The Indiana Jones and the Raiders of the Lost Ark problem of EVs

 


I recently bought my first "EV" from a guy for 25 dollars. The model above lists for over 300, but missing the bagger and charger, I was willing to take a chance. When the charger comes, I'll see if my gamble was worth it. I've balked at purchasing anything bigger than an electric drill because my corded electric mower works fine (and will forever) and larger electric products have a real problem with unrepairability and become waste far too soon without good recycling options. Before we go more electric, we really need to ensure that all these things can be repaired (right to repair legislation) and be deconstructed for recycling (extended producer responsibility legislation).

As the energy crisis ramps up, I've cancelled our scheduled trip to the Philippines since it is hitting harder there. Where normally, we might sit through the normal brownouts every other day, if we went this summer, it would likely be worse, and a jet fuel crisis might well strand us in a place where there are no other travel alternatives. During our 2024 trip to the Philippines, I realized with horror as I struggled to adjust to record heat and humidity, that much of the world's population is just a few degrees away from deadly heat that could kill millions. The coming "Super Super El Nino" as David Wallace Wells calls it is scary to contemplate. My sister-in-law told us yesterday that it was 44 degrees which is 111 degrees Fahrenheit plus high humidity. Since it is common in the Philippines to either not have aircon or just a unit in one room that is only run at night, such heat is on the edge of survivability.

 I filled up our car with the lowest grade fuel today for 4.29 per gallon, an amount that will certainly ramp up by summer unless things change radically. The bill is coming due for a fragile system built upon abundant and cheap fossil fuels. The crisis will certainly speed transition to new energy sources in a way that normal times never could. While I balk at the extra expenses, if it is pain that brings positive change, I welcome it. If we had a more capable leadership right now at the state and national level, we might see this crisis for what it is: an opportunity to do what every smart person has suggested we must do: transition away from fossil fuels. Unfortunately, we don't have that leadership when we need it most.

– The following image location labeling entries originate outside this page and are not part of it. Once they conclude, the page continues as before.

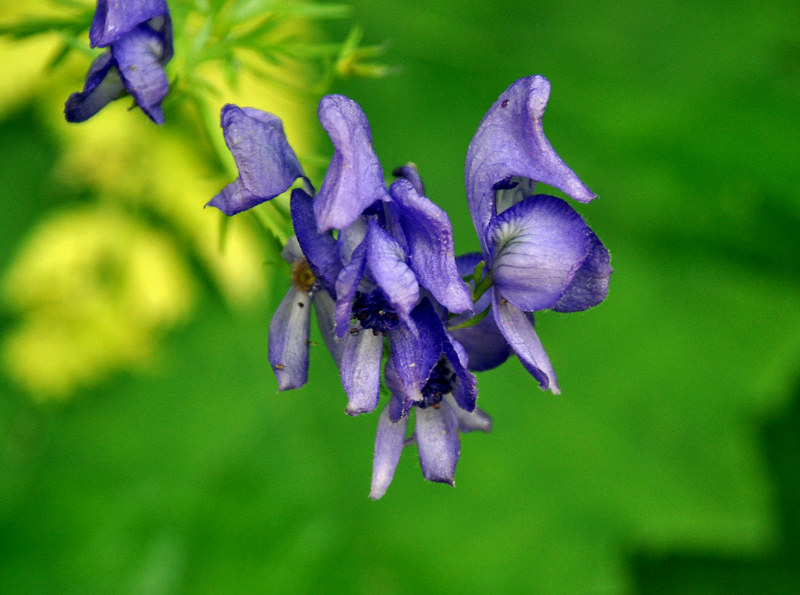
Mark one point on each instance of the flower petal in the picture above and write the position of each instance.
(235, 198)
(138, 55)
(320, 249)
(510, 142)
(469, 421)
(114, 19)
(413, 356)
(103, 85)
(429, 235)
(389, 441)
(436, 433)
(520, 334)
(537, 246)
(387, 266)
(266, 162)
(409, 172)
(288, 340)
(354, 179)
(346, 286)
(589, 286)
(324, 307)
(485, 345)
(360, 370)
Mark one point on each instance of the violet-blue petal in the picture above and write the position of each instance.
(266, 162)
(465, 387)
(413, 355)
(288, 340)
(485, 345)
(510, 142)
(389, 440)
(430, 243)
(320, 249)
(409, 172)
(354, 179)
(537, 246)
(518, 330)
(436, 434)
(235, 198)
(589, 286)
(469, 421)
(103, 85)
(346, 286)
(138, 55)
(360, 370)
(387, 265)
(115, 18)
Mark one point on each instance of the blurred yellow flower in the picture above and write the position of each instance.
(96, 286)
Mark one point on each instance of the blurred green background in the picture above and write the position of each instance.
(669, 464)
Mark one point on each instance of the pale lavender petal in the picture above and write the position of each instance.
(389, 441)
(510, 142)
(346, 286)
(288, 340)
(387, 266)
(138, 55)
(537, 247)
(589, 287)
(114, 18)
(485, 345)
(361, 370)
(103, 85)
(469, 421)
(320, 249)
(354, 179)
(436, 433)
(324, 307)
(429, 235)
(518, 330)
(409, 172)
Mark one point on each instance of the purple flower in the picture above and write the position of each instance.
(266, 162)
(427, 373)
(539, 253)
(140, 38)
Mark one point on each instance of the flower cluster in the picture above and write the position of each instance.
(377, 265)
(138, 36)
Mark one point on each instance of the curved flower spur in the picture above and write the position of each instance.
(538, 253)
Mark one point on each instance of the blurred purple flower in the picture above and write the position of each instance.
(139, 34)
(539, 252)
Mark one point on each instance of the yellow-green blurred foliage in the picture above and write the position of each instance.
(95, 285)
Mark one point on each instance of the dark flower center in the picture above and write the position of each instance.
(302, 277)
(440, 383)
(374, 311)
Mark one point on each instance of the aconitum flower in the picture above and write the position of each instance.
(266, 162)
(538, 252)
(442, 394)
(139, 37)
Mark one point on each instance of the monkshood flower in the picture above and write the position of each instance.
(391, 244)
(139, 37)
(394, 245)
(442, 394)
(539, 253)
(314, 262)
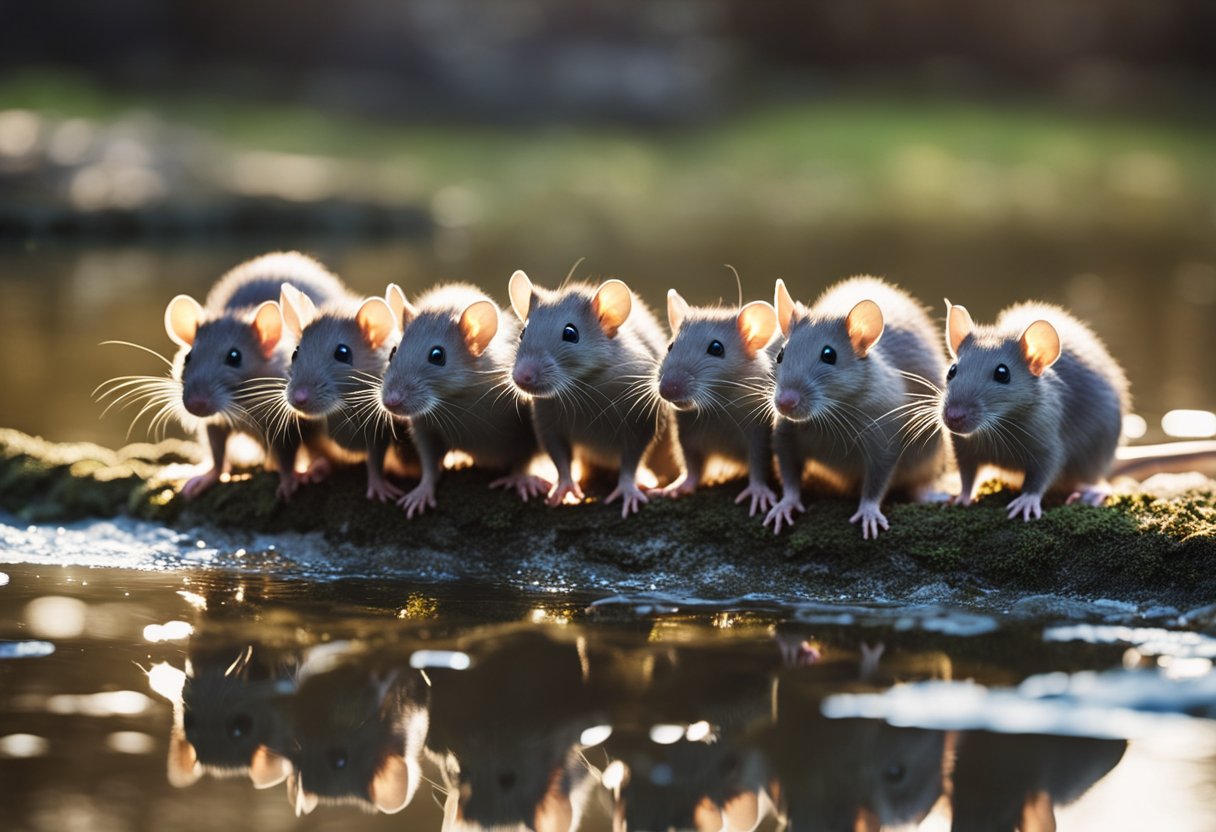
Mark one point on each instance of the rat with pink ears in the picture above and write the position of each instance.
(586, 360)
(848, 386)
(715, 375)
(1036, 393)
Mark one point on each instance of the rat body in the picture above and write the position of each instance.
(585, 357)
(341, 357)
(235, 347)
(714, 372)
(448, 377)
(1039, 393)
(846, 380)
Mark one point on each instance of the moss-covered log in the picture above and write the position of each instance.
(1144, 547)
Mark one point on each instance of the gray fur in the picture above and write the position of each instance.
(856, 416)
(1060, 428)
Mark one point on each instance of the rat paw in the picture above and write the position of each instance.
(418, 500)
(763, 498)
(563, 489)
(871, 520)
(631, 498)
(527, 485)
(783, 512)
(196, 485)
(1025, 505)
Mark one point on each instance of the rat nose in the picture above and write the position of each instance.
(787, 400)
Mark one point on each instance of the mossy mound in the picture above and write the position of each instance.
(1141, 547)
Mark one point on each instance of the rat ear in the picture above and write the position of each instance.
(612, 305)
(519, 288)
(478, 322)
(958, 326)
(784, 305)
(865, 325)
(677, 310)
(268, 326)
(1040, 347)
(181, 319)
(268, 769)
(375, 320)
(756, 324)
(184, 766)
(394, 783)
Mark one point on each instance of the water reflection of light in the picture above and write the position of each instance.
(167, 631)
(1135, 426)
(56, 617)
(1189, 423)
(23, 745)
(167, 680)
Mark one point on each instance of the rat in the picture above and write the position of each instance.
(715, 375)
(848, 381)
(232, 349)
(1036, 392)
(449, 378)
(585, 360)
(342, 352)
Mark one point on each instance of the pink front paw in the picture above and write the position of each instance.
(196, 485)
(418, 500)
(783, 512)
(631, 499)
(763, 498)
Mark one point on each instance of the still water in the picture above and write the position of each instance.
(178, 696)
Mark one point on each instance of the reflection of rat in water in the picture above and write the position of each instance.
(846, 380)
(448, 376)
(229, 720)
(232, 347)
(1037, 393)
(1006, 782)
(358, 734)
(715, 375)
(342, 353)
(586, 357)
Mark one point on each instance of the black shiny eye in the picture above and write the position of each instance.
(240, 726)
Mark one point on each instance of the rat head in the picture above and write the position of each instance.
(566, 333)
(442, 355)
(714, 353)
(219, 355)
(338, 353)
(994, 376)
(826, 358)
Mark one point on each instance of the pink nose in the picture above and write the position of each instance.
(787, 400)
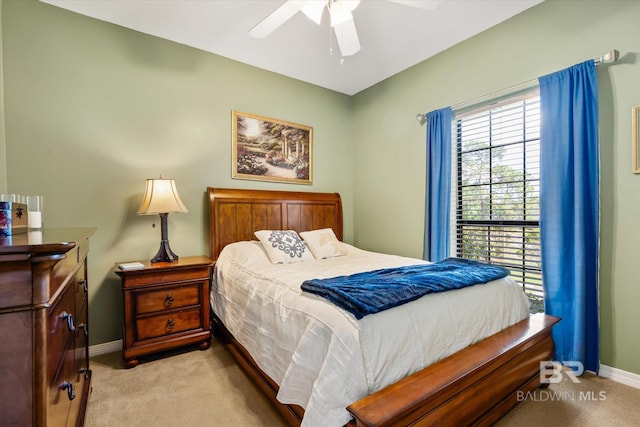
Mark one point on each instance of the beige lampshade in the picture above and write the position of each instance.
(161, 196)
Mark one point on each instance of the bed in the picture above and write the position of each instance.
(475, 385)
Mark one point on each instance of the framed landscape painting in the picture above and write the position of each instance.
(266, 149)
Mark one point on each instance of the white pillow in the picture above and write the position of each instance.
(323, 243)
(283, 246)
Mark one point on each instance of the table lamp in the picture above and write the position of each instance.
(161, 197)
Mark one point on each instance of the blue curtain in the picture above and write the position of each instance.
(569, 209)
(438, 197)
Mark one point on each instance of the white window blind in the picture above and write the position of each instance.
(498, 186)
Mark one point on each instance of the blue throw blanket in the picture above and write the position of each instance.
(374, 291)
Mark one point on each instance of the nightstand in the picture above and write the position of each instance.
(166, 305)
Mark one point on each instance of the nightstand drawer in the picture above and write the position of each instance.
(168, 298)
(166, 324)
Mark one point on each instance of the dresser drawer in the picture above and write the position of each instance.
(61, 326)
(168, 297)
(62, 390)
(166, 324)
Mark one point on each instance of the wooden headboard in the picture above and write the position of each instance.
(236, 214)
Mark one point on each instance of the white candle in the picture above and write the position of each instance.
(34, 219)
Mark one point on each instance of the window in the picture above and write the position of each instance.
(498, 186)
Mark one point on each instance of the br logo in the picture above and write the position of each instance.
(552, 372)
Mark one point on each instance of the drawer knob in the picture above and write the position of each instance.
(69, 318)
(85, 372)
(85, 328)
(66, 385)
(168, 301)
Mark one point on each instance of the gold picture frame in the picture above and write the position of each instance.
(635, 129)
(266, 149)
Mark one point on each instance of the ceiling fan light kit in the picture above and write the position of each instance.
(340, 15)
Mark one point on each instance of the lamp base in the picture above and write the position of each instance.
(165, 254)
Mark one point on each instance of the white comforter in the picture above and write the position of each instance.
(324, 359)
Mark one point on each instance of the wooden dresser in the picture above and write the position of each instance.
(44, 346)
(166, 305)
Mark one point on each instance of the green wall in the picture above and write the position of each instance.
(389, 143)
(92, 110)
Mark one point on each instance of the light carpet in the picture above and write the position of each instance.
(208, 388)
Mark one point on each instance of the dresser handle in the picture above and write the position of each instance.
(66, 385)
(85, 328)
(85, 372)
(168, 301)
(69, 318)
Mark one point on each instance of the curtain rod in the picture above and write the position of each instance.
(611, 56)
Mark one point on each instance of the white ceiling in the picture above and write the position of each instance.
(393, 36)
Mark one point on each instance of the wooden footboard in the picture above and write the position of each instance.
(475, 386)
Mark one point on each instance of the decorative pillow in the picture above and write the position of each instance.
(283, 246)
(323, 243)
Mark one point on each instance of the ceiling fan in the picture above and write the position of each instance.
(339, 14)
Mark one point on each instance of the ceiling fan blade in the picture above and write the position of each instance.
(420, 4)
(276, 18)
(347, 38)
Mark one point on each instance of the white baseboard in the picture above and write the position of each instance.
(620, 376)
(104, 348)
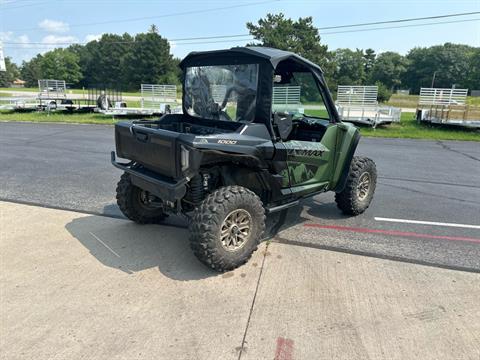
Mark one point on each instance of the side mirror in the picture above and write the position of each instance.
(283, 123)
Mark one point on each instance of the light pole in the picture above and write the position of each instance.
(433, 79)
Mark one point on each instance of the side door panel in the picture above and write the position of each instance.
(310, 164)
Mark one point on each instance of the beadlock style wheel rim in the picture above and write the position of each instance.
(363, 187)
(236, 229)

But a transition away from fossil fuels comes with its own problems since there is no free lunch. There is an idea out there that we can just do the equivalent of a civilizational switch from a gas Chevy Suburban to an electric one and everything will be fine. Switching from a gluttonous high consumption life fueled by gas to one fueled by electricity is just putting lipstick on a pig. Unfortunately, it is a bit like the scene at the beginning of the first Indiana Jones film where he tries to steal a golden statue and not trigger the booby traps by replacing it with a bag of sand of the same weight. He still triggers the trap which leads to the famous scene of him running from a massive rolling stone ball. This is how I think about EV's. While they are better, the number of resources needed to exchange gas cars, trucks, mowers, power tools and everything that supports our civilization mean we will still be taking far too much from a biosphere that is under stress. All those old things become toxic waste products that have limited recycling options since a circular economy only really exists for metals. The rest of the components becoming toxic waste, while the new things require virgin resources since our system doesn't do well recirculating waste products into new things.

I have spent about a month or more of my life in the Boundary Waters Canoe Area Wilderness in northern Minnesota. They were some of the best days of my life in a place where mining has been banned. Now, the demand for copper for new electric "things" is pushing for mining in one of the few areas to be off limits to such things. I'm not sure how it will end, but there is no free lunch to us switching our individualized gas-powered system to an individualized electric one. A sustainable future is more about the collective instead of the individual. I'm not sure how we get there from the most individualized, suburbanized, car centric and wasteful civilization in history, but we need to try.